Ok first saying the owner didn't care is a bit harsh. I am sure he knows the bird is missing but doesn't know what happened. Hawks, high wires and hunters take thier toll on racing homers. The club secretary is just being lazy and it isn't fair to you, the owner and most of all the bird. The owner should have been given the choice if he wanted the bird or not. Most probably he would not want the bird back, but just because the bird was not a good flyer does not mean it will not be a good breeder. Also most flyers, if asked, probably would have let you keep the bird anyway. Now with that being said, no you are not stealing the bird, you did try to find the owner. It is to bad I can't help with the band number, I do not remember those initials and it has been along time since I raced homers. Pigeons make great pets, this bird is yours now. enjoy.


----------



## RescueMe9962 (Aug 25, 2009)

Heres a good question...I have her wings clipped, one for HER safety because she crashed on her very first in home flight and I thought she would get hurt, and also because she almost killed a few very expensive waterford crystal..LOL

As you know its winter, and was pretty cold so she hasnt been outside since around sept. I have taken her outside while holding her just for a few minutes and she made absolutely no try at flying away..she sat just as calm on my hand outside as she does inside.

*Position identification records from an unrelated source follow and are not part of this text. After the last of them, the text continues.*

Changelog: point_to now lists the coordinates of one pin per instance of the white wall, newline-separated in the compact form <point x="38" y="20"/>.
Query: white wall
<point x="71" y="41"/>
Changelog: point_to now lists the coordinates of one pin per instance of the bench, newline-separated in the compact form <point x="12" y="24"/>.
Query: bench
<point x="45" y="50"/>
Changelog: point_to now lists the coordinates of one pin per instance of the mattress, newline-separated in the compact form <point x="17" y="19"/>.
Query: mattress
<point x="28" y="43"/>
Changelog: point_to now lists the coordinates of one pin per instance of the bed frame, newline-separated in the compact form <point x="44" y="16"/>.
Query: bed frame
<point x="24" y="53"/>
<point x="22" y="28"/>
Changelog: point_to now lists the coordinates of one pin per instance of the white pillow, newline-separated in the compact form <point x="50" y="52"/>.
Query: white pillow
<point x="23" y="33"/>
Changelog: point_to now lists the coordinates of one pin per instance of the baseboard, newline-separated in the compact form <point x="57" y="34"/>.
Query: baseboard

So my question is do you think I would be able to take her outside today for a few minutes and let her walk around in the yard while I follow her? We have a 6 foot fence, and her wings are clipped. Do you think it would be safe and good for her to go outside for a while? I have noticed she finds a patch on sunshine on the floor and she likes to bask in it..i think she wants sunlight...LOL

In the summer we eat dinner every sunday outside...I was hoping by the summer she would be able to hang outside with us...of course, as long as her wings are clipped. I did let her wings grow out twice already, and even with her flights she doesnt really fly in the house, just to get up on the back of a chair or something..or the one time I caught her sitting on the toilet seat...LOLOL...but she doesnt act like she cares either way that her wings are clipped...she will flap her wings sometimes and hop, but she even did that when she had her flights but didnt really want to go anywhere...LOL

Today its in the 50's and sunny...I would like to take her outside for about 10 minutes and let her run in the grass.....so peeps, I need your advice...should I or not?

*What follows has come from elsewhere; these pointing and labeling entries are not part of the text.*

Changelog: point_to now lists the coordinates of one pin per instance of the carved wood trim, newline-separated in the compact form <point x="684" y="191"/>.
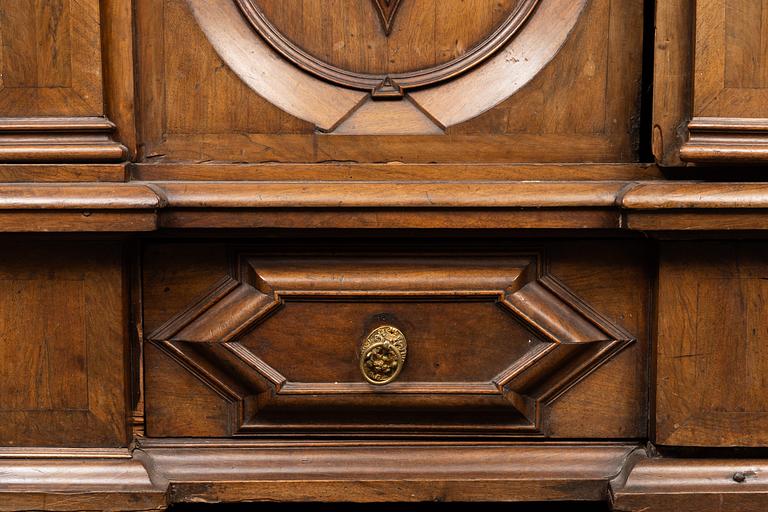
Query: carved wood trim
<point x="714" y="140"/>
<point x="513" y="64"/>
<point x="204" y="337"/>
<point x="387" y="10"/>
<point x="48" y="139"/>
<point x="394" y="84"/>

Oh, I also do have a flightsuit for her with a leash...but i put the suit on her when I only had her a couple weeks and she freaked...she may be better with it now that she totally trusts me...If I can only remember where I put the flightsuit! LOL...I will have to look for it..


----------



## RescueMe9962 (Aug 25, 2009)

AND...if she was ever to get out and try to go home, which home do you think she would go to? Do you think she would try to find her original home or do you think she now thinks this is her home? While she was outside when I first got her I would take her around so she knew where she was...so she would recogize it...

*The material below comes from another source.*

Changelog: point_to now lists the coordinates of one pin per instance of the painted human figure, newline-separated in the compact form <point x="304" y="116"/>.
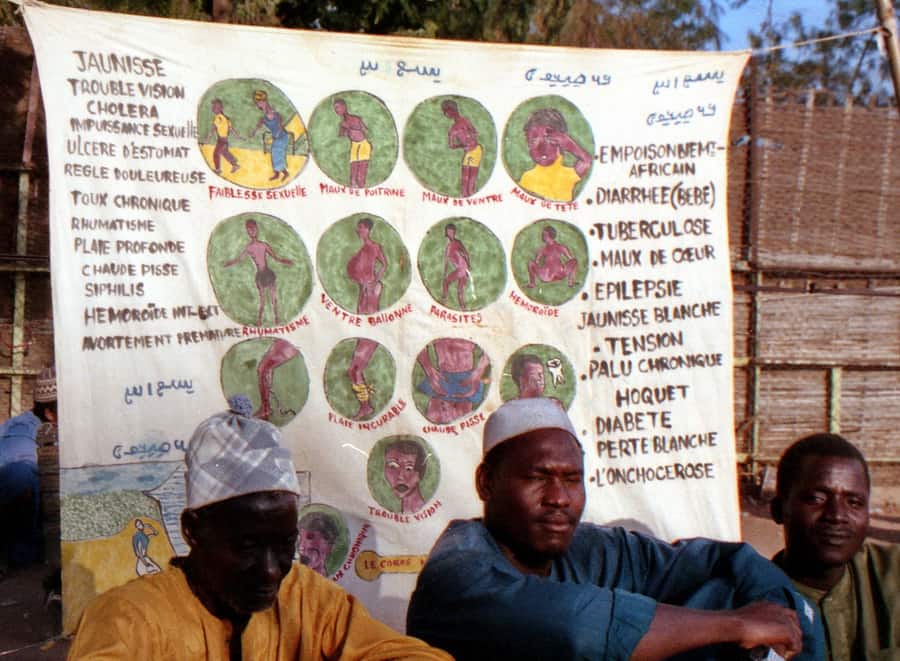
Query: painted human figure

So what happens to a rescued homer that may escape? Do they usually go back to their original home and do "pigeon things" or stay where they get spoiled, kissed, snuggled and kept safe?


----------



## c.hert (Jan 15, 2010)

*To Rescue me 9962*

A very lucky pigeon and very glad that you have it and it will teach you a lot about birds and their way of life...bless C.Hert


----------



## Georgina (Jun 24, 2008)

Glad I helped out with the link - I'm guessing you forgot you put it in the album huh?? LOL! 

I'm not really a pigeon expert - I aquired my fancy cross breeds entirely by accident - but I have a little advice that may or may not be useful...

I have a very tame pigeon named Catch. I handreared her and she thinks she's people. She's lived here her whole life and she lives in my shed and free flies with the rest of the flock (it took me many weeks to convince her other pigeons were fun!) BUT there are very few predators here, only the neighbours cats and they are very understanding and will not let them out if they see Catch is out too. Catch will go to my neighbours for a fuss if they are outside. She lets herself into open windows and sits on the beer pump in the bar nextdoor (it's a hotel!). She's even been known to sneak up behind the hotel's guests and cause them to fall in the swimming pool! 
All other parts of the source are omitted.